Hadoop Streaming Combat: File Distribution and packaging

Source: Internet
Author: User
Tags hadoop fs

If the executable file, script, or configuration file required for the program to run does not exist on the compute nodes of the Hadoop cluster, you first need to distribute the files to the cluster for a successful calculation.

Hadoop provides a mechanism for automatically distributing files and compressing packages by simply configuring the appropriate parameters when you start the streaming job.
1.–file Distributing local files to compute nodes
The 2.–cachefile file is already stored in HDFs, and you want to treat the file as a local file on each compute node when calculating
3.–cachearchive distribution and decompression of compressed packets stored in HDFs

-file: Distributing local executables and other files using-file

A. Data to be computed into HDFs
$ Hadoop fs-put Localfile/user/hadoop/hadoopfile

B. Write the map, reduce script, and remember to add executable permissions to the script.
mapper.sh

#!/bin/sh
Wc-l

reducer.sh

#!/bin/sh
a=0 While the
read I do let
        a+= $i done
Echo $a

Hello.txt File Contents:

Hello

World


C. Run:
$ Hadoop streaming–input/user/hadoop/hadoopfile-output/user/hadoop/result-mapper./mapper.sh-reducer./reducer.sh- File Mapper.sh-file reducer.sh-file hello.txt-jobconf mapred.reduce.tasks=1-jobconf mapre.job.name= "Sum_test"

D. View the results:
$ Hadoop fs–cat/user/hadoop/result/part-00000

-cachefile Combat

A. Data and files to be calculated into HDFs
$ Hadoop fs-put hello.txt/user/hadoop/

B. Run the command (mapper.sh and reducer.sh script contents above):
$ Hadoop streaming–input/user/hadoop/hadoopfile-output/user/hadoop/result-mapper./mapper.sh-reducer./reducer.sh- File Mapper.sh-file reducer.sh-cachefile hdfs://host:port/user/hadoop/hello.txt#./hello.txt-jobconf mapred.reduce.tasks=1-jobconf mapre.job.name= "Sum_test"
You can configure the parameters by Fs.default.name in the configuration file Hadoop-site.xml to the host and port where the files are located.

C. View the results:
$ Hadoop fs–cat/user/hadoop/result/part-00000


-cachearchive Combat

A. Create a directory test, the directory contains files Mapper.txt,reducer,hello.txt
Modify mapper.sh:

#!/bin/sh
a= ' wc-l '
#使用参数
b= ' wc-l $ | awk ' {print '} ' let
c=a+b
echo $c

B. Compress the folder and put the compressed file into HDFs:
$ CD Test
$ TAR–ZCVF test.tar.gz *
$ Hadoop fs–put test.tar.gz/user/hadoop/test/

C. Run the command:
$ Hadoop streaming–input/user/hadoop/hadoopfile-output/user/hadoop/result-mapper "./test/mapper.sh./test/hello.tx T "-reducer./test/reducer.sh-cachearchive hdfs://host:port/user/hadoop/test/test.tar.gz#test-jobconf mapred.reduce.tasks=1-jobconf mapre.job.name= "Sum_test"

D. View the results:
$ Hadoop fs–cat/user/hadoop/result/part-00000

First, all files and directories in the local test directory are packaged and compressed, and then uploaded to HDFs. When you start the streaming task, use the-cachearchive option to distribute the test.tar.gz to the compute node and unzip it to the test directory, and then create a link to the test directory in the current working directory, the-mapper option is specified as the Mapper program and its operating parameters, and the-reducer option refers to Fixed reducer program. When you package locally, you go to the catalog test instead of packing it in the upper directory of test, or you will be able to access the MAPPER.SHL file through test/test/mapper.sh.
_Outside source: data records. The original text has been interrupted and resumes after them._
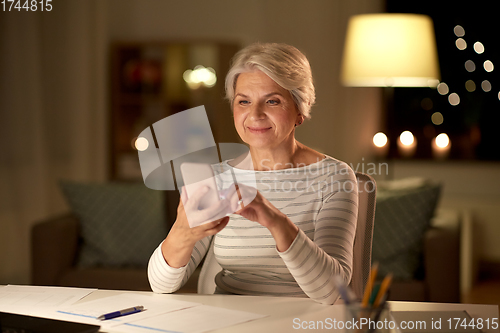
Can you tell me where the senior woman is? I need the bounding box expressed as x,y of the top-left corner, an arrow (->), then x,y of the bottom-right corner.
148,44 -> 358,304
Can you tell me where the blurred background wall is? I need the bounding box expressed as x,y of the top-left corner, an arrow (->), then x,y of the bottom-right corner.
0,0 -> 500,284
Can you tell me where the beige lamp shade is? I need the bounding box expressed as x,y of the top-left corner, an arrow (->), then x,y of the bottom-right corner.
341,14 -> 440,87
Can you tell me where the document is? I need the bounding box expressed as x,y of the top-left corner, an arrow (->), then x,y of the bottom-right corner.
47,293 -> 201,328
51,293 -> 265,333
114,305 -> 267,333
0,285 -> 97,315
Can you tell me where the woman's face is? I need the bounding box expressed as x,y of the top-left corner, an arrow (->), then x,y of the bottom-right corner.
233,70 -> 302,149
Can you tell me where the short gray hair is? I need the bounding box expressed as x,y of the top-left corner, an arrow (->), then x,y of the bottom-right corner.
226,43 -> 316,119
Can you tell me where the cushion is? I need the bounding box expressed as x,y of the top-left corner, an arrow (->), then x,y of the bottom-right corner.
372,179 -> 441,280
61,181 -> 167,267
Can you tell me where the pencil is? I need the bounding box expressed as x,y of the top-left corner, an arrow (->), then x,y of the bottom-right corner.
361,263 -> 378,308
373,273 -> 392,308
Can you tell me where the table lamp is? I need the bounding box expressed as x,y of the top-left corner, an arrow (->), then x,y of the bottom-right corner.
341,14 -> 440,158
341,14 -> 440,87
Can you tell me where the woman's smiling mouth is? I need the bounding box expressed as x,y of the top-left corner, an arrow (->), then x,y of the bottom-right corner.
247,126 -> 272,134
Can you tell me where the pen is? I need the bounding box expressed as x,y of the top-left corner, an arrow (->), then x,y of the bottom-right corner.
361,263 -> 378,308
97,305 -> 144,320
373,273 -> 392,307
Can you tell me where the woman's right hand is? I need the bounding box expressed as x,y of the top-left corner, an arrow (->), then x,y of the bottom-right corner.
161,187 -> 229,268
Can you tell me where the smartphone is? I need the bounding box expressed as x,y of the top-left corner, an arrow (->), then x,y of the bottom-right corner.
181,162 -> 220,209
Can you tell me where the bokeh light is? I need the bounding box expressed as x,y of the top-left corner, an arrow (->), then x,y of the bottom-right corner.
373,132 -> 387,147
431,112 -> 444,125
436,133 -> 450,148
483,60 -> 494,72
448,93 -> 460,106
481,80 -> 491,92
135,136 -> 149,151
465,80 -> 476,92
399,131 -> 415,146
437,82 -> 450,95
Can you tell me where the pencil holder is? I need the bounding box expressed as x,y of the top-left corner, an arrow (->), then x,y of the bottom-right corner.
343,303 -> 392,333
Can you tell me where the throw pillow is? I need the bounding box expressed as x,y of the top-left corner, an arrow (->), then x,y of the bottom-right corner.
372,181 -> 441,280
61,181 -> 167,267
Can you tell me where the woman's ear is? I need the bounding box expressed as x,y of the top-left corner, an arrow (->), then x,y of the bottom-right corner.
295,113 -> 304,127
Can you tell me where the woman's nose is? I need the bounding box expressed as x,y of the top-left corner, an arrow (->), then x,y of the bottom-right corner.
250,103 -> 266,120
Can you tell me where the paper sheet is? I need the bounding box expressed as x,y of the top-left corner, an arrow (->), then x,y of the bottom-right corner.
45,293 -> 201,328
113,305 -> 266,333
0,285 -> 97,315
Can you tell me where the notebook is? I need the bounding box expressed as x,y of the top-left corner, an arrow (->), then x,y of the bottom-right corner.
391,311 -> 482,333
0,312 -> 101,333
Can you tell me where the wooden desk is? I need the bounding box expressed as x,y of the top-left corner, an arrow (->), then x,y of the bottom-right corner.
79,290 -> 499,333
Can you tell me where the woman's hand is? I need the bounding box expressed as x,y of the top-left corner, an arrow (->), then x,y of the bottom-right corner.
227,184 -> 299,252
161,188 -> 229,268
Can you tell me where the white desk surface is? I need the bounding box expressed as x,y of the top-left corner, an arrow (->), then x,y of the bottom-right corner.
78,290 -> 499,333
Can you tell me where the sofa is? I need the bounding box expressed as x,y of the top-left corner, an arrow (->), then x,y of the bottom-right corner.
31,182 -> 460,302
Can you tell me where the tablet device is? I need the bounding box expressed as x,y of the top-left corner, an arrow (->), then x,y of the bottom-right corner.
0,312 -> 101,333
181,162 -> 220,209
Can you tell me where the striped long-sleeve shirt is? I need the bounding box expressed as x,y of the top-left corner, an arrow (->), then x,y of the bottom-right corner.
148,156 -> 358,304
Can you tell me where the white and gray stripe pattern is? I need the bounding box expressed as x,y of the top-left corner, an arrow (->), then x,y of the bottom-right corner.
148,157 -> 358,304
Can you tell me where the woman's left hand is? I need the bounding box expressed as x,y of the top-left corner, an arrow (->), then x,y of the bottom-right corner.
226,184 -> 299,252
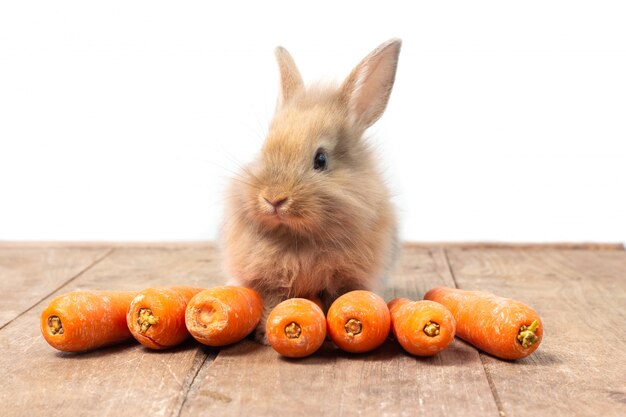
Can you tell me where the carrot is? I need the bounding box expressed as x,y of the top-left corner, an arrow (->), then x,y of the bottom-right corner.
326,290 -> 390,352
424,287 -> 543,359
387,298 -> 456,356
126,286 -> 202,349
185,286 -> 263,346
40,291 -> 137,352
266,298 -> 326,358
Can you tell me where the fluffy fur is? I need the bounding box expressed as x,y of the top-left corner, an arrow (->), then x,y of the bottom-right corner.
221,40 -> 400,343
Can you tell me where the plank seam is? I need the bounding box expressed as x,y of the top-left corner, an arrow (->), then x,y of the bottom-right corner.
172,351 -> 217,417
0,248 -> 115,330
443,248 -> 506,417
443,248 -> 459,288
478,352 -> 506,417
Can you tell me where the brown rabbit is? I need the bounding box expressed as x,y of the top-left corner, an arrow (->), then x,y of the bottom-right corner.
221,39 -> 401,344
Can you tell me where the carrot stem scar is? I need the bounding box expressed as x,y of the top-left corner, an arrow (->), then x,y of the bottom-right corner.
343,319 -> 363,337
424,321 -> 441,337
137,308 -> 159,333
517,320 -> 539,348
285,321 -> 302,339
48,316 -> 63,334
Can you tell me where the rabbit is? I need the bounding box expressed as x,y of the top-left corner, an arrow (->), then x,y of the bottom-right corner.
220,39 -> 401,344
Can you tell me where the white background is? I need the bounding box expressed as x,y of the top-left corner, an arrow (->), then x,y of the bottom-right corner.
0,1 -> 626,242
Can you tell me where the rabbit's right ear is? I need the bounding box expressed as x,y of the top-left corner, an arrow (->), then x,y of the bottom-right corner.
275,46 -> 304,107
341,39 -> 402,129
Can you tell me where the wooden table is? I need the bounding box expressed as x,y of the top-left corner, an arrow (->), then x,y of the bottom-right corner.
0,242 -> 626,417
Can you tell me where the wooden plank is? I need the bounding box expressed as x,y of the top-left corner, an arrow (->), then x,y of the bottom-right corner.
0,246 -> 110,329
0,247 -> 223,417
181,248 -> 498,416
404,242 -> 626,251
448,250 -> 626,417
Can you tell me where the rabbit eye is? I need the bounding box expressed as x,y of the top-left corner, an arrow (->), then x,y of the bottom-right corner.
313,151 -> 327,171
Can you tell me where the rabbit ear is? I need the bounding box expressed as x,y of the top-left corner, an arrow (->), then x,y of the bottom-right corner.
341,39 -> 402,129
274,46 -> 304,107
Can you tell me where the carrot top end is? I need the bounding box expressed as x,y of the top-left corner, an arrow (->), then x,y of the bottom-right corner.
137,308 -> 159,333
48,316 -> 64,335
517,320 -> 539,349
343,319 -> 363,337
285,321 -> 302,339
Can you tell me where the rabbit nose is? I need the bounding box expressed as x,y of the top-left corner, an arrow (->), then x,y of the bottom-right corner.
263,197 -> 287,209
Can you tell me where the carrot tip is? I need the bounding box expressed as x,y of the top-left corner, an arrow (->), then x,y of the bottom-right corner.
137,308 -> 159,333
517,320 -> 539,348
424,321 -> 441,337
343,319 -> 363,337
285,321 -> 302,339
48,316 -> 63,334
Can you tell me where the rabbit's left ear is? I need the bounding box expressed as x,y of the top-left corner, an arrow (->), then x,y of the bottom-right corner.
274,46 -> 304,107
341,39 -> 402,129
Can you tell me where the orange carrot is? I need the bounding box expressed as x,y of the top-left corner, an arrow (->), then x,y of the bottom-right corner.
266,298 -> 326,358
185,286 -> 263,346
126,286 -> 202,349
326,290 -> 390,352
387,298 -> 456,356
424,287 -> 543,359
40,291 -> 137,352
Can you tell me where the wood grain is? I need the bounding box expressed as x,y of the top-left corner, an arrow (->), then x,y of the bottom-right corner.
448,250 -> 626,417
0,242 -> 626,417
181,248 -> 498,416
0,247 -> 223,416
0,246 -> 111,329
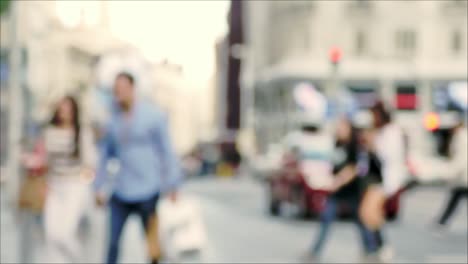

Reprint http://blog.csdn.net/yfkiss/article/details/6399874

Contact Us

The content source of this page is from Internet, which doesn't represent Alibaba Cloud's opinion; products and services mentioned on that page don't have any relationship with Alibaba Cloud. If the content of the page makes you feel confusing, please write us an email, we will handle the problem within 5 days after receiving your email.

If you find any instances of plagiarism from the community, please send an email to: info-contact@alibabacloud.com and provide relevant evidence. A staff member will contact you within 5 working days.

A Free Trial That Lets You Build Big!

Start building with 50+ products and up to 12 months usage for Elastic Compute Service

  • Sales Support

    1 on 1 presale consultation

  • After-Sales Support

    24/7 Technical Support 6 Free Tickets per Quarter Faster Response

  • Alibaba Cloud offers highly flexible support services tailored to meet your exact needs.